国際物流の舞台において、フォワーダーという言葉を度々耳にします。輸出入に関わる手配等をしてくれる業者という理解が浸透しているものの、フォワーダーが実際にどのような業務を行い、どのような役割を果たしているのかよく分からないという方も少なくないのではないでしょうか?

本記事ではフォワーダーが担う役割や仕事内容を解説いたします。

フォワーダーとは

そもそもフォワーダーとは自ら飛行機や船などの輸送手段を持たずに荷主の依頼によって貨物の集荷から配送までを行う輸送サービスを提供する企業を指します。貨物利用運送事業者という業種に分類され、特に国際輸送を手掛ける業者がフォワーダーとされています。

対して、自ら飛行機や船を保有し、実際に貨物の輸送を行う企業をキャリアと言います。フォワーダーはこのキャリアからスペースを買い取ることで輸送手段を確保し、荷主へ輸送サービスを提供しています。自社で輸送手段を保有しない分、船・飛行機・鉄道・トラックなど様々な手段を柔軟に組み合わせ最適な輸送方法を構築できる点がフォワーダーの特徴です。

なお、航空輸送を得意とする業者をエア・フレイト・フォワーダー、海上輸送を得意とする業者をNVOCC(Non-Vessel Operating Common Carrier)と呼ぶなどフォワーダーの中でも分類があります。

フォワーダーの役割

フォワーダーは輸出入の代行を専門的に行い、 貨物を委託した顧客の代理人として、 輸出入先の貨物を指定場所に引渡すまでの集貨、入出庫、運送、保管、配達、船積、保険など、一連の業務を一貫して担います。様々な貨物輸送に関する知見および大量の輸送スペースを仕入れることによる価格競争力を有しており、貨物を最適な方法かつ低コストで輸送できることがフォワーダーが選ばれる理由です。

フォワーダーの仕事内容

前述の通り、フォワーダーは貨物の集荷から輸送、荷下ろし、書類作成、保険手続き、通関業務、梱包など指定場所に引渡すまで一連の業務を担います。具体的な仕事内容は下記のようなものが挙げられます。

荷主との調整

営業担当者およびCS(カスタマーサービス)職が荷主からヒアリングを行い、仕向け地や配送希望日時、予算などの要望や諸条件の確認を行います。

輸送手段・方法の策定

ヒアリング内容をもとに荷主の要望に沿う輸送手段(船、飛行機、鉄道など)やルートの策定を行います。

輸送スペースの交渉および確保

荷主の希望する納期および策定した輸送手段・ルートに沿って輸送を行うためにキャリアと運賃等を交渉し、輸送スペースを確保します。

関連書類の作成

モノを輸出入する際はインボイスやパッキングリスト、原産地証明書など多くの書類が必要となります。これらの書類は英語で作成することを基本としており、また少しのミスで貨物が運べなくなる可能性もあるため、複雑で専門性を必要とする業務のためフォワーダー側で作成を行うことも多いです。

通関業務

輸出時は荷主企業がその顧客との契約で定めた梱包方法、数量・重量などに沿った貨物が準備できた後、関連書類(輸出請求書、貿易契約、輸送書類など)と合わせて税関へ申請を行います。

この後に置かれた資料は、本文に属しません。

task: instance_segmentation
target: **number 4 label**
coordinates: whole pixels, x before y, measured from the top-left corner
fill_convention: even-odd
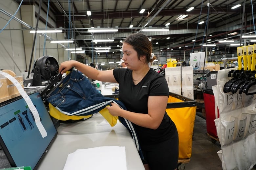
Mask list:
[[[215,74],[211,74],[211,79],[216,79],[216,75]]]

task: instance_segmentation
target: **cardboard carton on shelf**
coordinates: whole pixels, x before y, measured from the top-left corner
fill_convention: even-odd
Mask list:
[[[24,88],[22,76],[13,77]],[[20,95],[17,88],[9,79],[5,78],[0,78],[0,103]]]

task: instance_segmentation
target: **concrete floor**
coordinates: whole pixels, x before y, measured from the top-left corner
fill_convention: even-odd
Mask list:
[[[221,170],[221,162],[217,154],[217,152],[221,150],[220,144],[218,141],[213,143],[212,138],[207,135],[205,120],[202,118],[202,113],[197,113],[193,134],[190,160],[183,164],[184,169]],[[256,170],[256,165],[251,170]]]

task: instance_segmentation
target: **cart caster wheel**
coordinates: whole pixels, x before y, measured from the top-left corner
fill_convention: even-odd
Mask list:
[[[184,166],[184,164],[181,163],[178,164],[177,170],[184,170],[184,169],[185,169],[185,166]]]
[[[216,142],[217,142],[217,141],[214,139],[212,139],[212,142],[213,144],[215,144],[216,143]]]

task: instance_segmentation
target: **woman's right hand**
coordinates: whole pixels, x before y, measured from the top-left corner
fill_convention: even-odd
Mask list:
[[[62,74],[65,73],[66,71],[69,70],[74,66],[75,62],[75,61],[70,60],[61,63],[59,68],[59,72]]]

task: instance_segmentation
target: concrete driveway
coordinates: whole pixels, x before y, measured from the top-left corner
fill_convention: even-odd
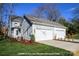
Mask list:
[[[58,40],[39,41],[39,43],[62,48],[65,50],[69,50],[71,52],[79,51],[79,43],[72,43]]]

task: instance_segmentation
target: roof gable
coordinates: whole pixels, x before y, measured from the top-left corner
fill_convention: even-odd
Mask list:
[[[25,16],[31,23],[33,24],[40,24],[40,25],[47,25],[47,26],[53,26],[53,27],[59,27],[59,28],[66,28],[65,26],[57,23],[57,22],[52,22],[46,19],[42,18],[36,18],[33,16]]]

輸入時はキャリアから貨物到着案内(アライバルノーティス)が届いたら、商品にかかる関税・税金を支払い、必要書類と合わせて申請を行います。税関当局が貨物の検査や調査を実施する場合もあり、立ち会い手配を行うこともあります。

トラブル対応

天候や戦争、港でのストライキ、船や飛行機の遅延など国際物流の舞台では様々な理由で計画通りに輸送が遂行できないことが度々発生します。そうした際に代替の輸送方法を模索してり、解決に向けた手続きなどを行うこともフォワーダーの重要な仕事内容です。